Wednesday, July 19, 2006

Frozen embryo rights

Yesterday the Irish High Court issued its first part of a judgment in a case where a woman wanted to have spare embryos implanted in her womb in the hope of conceiving another child. The embryos were created during IVF treatment when she had a baby a few years ago with her now estranged partner. The man objected to this saying he had not given his consent for the second set of embryos to be used. The High Court agreed with him saying a person could not be forced to become a parent and that the original consent forms signed at the clinic did not cover this situation. The High Court will now have to make a judgment on what is to be done with the frozen embryos raising all kinds of Pro-Life V's Pro-Choice arguments. The pro-life supporters argue that the embryos are alive and covered by the Irish constitutional protection for the unborn.

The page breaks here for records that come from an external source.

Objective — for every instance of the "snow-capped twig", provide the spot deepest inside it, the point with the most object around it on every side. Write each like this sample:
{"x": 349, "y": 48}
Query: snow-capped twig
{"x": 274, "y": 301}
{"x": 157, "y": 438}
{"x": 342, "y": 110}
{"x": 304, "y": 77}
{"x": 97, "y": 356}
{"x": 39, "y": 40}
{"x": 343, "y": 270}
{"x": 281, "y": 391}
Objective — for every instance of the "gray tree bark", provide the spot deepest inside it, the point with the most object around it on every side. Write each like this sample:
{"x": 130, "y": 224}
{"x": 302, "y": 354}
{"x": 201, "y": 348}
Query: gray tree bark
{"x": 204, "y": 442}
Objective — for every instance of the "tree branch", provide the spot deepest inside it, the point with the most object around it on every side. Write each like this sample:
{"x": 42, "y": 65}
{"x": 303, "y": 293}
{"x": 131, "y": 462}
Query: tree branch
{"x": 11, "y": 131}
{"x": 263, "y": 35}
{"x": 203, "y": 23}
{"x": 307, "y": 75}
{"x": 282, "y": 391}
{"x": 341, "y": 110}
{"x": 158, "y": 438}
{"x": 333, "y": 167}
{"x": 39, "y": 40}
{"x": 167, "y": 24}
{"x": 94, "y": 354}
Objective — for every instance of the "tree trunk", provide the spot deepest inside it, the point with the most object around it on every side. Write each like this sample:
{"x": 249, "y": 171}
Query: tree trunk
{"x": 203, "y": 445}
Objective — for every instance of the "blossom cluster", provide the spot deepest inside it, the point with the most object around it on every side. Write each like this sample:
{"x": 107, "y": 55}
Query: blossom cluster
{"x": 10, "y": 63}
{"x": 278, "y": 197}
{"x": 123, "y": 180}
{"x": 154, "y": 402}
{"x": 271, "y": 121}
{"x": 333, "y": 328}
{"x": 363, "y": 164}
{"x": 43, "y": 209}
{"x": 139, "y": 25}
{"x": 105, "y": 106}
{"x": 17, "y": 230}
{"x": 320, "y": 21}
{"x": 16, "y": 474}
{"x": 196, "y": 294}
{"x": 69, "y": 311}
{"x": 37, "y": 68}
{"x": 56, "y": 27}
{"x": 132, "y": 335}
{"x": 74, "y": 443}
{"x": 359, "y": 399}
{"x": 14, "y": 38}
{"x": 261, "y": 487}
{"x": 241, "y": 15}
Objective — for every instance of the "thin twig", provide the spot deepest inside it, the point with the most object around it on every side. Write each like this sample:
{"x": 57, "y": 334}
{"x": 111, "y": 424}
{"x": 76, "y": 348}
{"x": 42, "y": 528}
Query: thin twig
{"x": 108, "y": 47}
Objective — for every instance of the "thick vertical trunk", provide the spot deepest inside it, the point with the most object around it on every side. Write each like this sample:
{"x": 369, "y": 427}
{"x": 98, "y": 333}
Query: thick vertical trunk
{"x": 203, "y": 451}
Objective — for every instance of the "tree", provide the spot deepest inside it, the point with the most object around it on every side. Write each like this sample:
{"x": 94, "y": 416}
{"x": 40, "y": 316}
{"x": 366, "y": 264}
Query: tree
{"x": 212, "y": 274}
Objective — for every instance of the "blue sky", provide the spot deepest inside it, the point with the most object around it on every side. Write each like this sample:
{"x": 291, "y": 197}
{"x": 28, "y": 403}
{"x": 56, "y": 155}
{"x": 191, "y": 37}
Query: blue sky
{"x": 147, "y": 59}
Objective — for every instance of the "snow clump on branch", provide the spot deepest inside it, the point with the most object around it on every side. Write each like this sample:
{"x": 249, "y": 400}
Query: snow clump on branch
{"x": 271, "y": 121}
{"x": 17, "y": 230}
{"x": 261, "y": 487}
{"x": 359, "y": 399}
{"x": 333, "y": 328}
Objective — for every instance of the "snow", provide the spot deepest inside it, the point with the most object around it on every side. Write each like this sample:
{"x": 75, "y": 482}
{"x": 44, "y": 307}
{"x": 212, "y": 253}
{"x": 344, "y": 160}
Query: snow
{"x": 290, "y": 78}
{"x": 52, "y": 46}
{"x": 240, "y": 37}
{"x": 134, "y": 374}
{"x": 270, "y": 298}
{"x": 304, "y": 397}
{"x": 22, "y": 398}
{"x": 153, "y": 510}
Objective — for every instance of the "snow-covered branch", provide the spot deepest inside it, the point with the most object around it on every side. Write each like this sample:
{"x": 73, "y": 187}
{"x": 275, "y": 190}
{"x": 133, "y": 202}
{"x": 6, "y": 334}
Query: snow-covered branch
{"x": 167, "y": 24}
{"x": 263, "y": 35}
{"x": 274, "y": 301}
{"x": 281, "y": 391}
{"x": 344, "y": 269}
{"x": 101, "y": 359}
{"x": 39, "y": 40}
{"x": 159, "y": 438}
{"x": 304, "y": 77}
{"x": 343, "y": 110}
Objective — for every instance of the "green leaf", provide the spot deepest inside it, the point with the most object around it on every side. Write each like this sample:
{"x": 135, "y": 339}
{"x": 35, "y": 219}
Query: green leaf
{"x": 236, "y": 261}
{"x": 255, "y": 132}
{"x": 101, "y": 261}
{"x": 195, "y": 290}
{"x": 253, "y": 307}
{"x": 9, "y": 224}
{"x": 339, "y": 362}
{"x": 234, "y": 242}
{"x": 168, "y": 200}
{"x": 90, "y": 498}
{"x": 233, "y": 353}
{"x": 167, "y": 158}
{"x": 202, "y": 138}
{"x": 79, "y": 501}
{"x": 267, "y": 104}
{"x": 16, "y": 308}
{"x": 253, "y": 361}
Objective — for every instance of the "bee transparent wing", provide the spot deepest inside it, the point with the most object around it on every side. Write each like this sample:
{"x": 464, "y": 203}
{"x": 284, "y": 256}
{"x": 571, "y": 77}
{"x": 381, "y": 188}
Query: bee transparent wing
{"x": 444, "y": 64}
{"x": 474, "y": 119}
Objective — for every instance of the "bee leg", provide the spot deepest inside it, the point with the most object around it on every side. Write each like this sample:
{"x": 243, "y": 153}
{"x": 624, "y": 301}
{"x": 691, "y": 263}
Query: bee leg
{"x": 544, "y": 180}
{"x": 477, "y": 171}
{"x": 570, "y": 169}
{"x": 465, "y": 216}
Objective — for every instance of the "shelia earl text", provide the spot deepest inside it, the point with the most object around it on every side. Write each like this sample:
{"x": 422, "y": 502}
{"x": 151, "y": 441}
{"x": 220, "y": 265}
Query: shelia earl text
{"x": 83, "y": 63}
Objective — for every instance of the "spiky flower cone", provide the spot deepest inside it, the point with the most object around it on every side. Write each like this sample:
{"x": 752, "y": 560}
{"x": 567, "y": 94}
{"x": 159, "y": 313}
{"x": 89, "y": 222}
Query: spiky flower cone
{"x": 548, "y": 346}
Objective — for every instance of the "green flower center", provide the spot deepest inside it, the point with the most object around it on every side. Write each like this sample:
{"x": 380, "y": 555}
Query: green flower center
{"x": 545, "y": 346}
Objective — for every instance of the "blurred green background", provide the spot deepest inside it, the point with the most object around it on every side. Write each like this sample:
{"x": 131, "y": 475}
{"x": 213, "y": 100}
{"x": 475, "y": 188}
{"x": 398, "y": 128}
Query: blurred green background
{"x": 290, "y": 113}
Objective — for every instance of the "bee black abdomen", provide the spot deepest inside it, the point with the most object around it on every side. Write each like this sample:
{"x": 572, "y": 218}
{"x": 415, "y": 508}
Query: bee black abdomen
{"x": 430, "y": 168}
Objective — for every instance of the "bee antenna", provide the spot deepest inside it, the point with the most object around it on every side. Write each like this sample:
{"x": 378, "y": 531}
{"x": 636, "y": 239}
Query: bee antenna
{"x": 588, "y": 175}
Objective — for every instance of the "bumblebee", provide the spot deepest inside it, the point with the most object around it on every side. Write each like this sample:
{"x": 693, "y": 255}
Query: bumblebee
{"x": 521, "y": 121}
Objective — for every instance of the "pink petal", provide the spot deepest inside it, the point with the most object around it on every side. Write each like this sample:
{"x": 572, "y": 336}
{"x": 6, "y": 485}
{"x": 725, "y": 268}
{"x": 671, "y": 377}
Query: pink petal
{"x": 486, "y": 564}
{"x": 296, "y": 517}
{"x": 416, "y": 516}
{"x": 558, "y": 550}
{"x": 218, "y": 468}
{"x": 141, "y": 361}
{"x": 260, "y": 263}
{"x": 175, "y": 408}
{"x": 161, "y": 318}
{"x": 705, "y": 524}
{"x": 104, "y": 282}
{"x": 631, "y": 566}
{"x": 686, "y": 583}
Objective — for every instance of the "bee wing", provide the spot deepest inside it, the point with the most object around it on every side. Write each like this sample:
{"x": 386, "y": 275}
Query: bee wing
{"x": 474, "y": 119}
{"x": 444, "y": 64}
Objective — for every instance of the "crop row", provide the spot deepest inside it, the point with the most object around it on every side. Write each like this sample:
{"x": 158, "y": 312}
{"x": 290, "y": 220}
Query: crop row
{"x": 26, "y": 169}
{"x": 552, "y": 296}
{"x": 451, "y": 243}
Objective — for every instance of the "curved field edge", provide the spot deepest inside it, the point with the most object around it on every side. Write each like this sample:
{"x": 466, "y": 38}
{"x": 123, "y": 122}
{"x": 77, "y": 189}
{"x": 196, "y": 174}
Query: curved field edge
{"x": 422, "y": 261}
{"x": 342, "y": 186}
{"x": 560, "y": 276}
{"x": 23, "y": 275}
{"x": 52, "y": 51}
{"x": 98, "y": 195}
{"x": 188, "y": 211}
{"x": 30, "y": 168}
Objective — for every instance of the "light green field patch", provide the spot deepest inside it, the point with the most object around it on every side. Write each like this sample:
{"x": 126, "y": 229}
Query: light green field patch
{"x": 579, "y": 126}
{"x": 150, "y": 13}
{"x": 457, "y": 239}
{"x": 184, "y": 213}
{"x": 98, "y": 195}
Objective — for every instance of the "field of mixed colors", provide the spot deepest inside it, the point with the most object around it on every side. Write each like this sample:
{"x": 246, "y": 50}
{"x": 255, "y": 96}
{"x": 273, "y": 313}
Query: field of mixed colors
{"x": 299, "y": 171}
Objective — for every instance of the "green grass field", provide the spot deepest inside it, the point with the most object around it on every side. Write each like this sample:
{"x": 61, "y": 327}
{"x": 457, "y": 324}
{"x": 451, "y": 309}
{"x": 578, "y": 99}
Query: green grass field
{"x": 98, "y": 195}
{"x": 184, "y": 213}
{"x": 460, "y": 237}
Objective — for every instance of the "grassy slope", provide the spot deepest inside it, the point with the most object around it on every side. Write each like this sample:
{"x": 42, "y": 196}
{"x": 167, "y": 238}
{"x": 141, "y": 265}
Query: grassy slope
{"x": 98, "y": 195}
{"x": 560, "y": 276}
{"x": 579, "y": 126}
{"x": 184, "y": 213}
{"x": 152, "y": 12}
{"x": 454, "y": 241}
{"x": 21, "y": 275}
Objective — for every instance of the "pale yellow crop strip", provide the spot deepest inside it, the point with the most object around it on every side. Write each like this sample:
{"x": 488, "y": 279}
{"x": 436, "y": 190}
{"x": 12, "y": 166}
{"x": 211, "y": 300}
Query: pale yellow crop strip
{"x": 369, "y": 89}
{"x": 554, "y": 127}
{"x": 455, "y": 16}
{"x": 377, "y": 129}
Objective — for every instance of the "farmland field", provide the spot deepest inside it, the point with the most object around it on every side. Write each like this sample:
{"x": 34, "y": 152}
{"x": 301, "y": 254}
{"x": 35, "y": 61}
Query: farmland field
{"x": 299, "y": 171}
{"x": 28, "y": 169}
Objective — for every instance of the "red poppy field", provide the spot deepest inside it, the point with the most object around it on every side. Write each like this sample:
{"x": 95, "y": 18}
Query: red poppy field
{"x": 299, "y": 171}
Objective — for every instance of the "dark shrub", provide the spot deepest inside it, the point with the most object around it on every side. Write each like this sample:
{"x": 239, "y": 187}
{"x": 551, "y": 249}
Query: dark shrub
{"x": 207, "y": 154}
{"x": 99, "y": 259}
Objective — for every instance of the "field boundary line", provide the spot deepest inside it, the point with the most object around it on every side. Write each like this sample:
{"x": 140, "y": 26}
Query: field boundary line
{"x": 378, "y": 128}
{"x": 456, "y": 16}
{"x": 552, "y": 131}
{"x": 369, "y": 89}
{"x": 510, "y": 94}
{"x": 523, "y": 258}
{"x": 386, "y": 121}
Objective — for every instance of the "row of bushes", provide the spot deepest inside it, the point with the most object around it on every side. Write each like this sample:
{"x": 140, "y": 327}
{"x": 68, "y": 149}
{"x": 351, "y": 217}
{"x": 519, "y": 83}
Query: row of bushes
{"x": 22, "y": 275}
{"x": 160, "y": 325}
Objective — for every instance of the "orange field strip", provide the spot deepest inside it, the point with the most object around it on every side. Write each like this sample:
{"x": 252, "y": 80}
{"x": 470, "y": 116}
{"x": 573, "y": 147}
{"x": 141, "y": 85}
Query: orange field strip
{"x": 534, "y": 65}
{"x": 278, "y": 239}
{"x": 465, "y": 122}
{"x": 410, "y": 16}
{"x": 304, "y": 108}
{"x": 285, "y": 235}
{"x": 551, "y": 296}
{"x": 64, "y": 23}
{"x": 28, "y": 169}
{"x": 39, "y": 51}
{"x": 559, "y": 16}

The irony here for pro-lifers, as I see it, is that this could have serious practical problems for IVF. If an embryo created in a lab is defined as unborn then how will IVF clinics be able to handle them? Could they be forced to use all the embryos in IVF treatment. Could they, in the extreme, also be prosecuted for manslaughter should a fault in their storage equipment destroy the embryos? In theory the right to life of the unborn, should an embryo be defined as unborn, could actually reduce the possibilities for life to be created using IVF which would seem to go against the goals of the pro-life campaign and doom many couples to remain childless.

I also have to wonder what the outcome of the case would have been if the woman had said she was willing to wave all the mans responsibilities for the child. I heard on the radio she had wanted him to be fully legally responsible for the child. I dont know if that was true, I havent been able to find it mentioned elsewhere. You cant force someone into a life long financial and legal commitment against their will purely because someone else wants it. If that was the case I wonder how much did that influence the judges thinking.

Finally what would have happened if the judge had agreed with the woman, or for that matter if the Supreme Court overturns the High Courts ruling and the roles in a future case are reversed. What if a man wanted to use embryos with his new partner? I'm not even dealing with the idea that his former partner could have been made carry the baby for 9 months. I'm talking about the case where he was the one who could no longer father children and his last chance for a child with his current partner were embryos he created with another woman and his current partner was willing to carry the baby. Would the father have rights to use the embryos separately from the mother?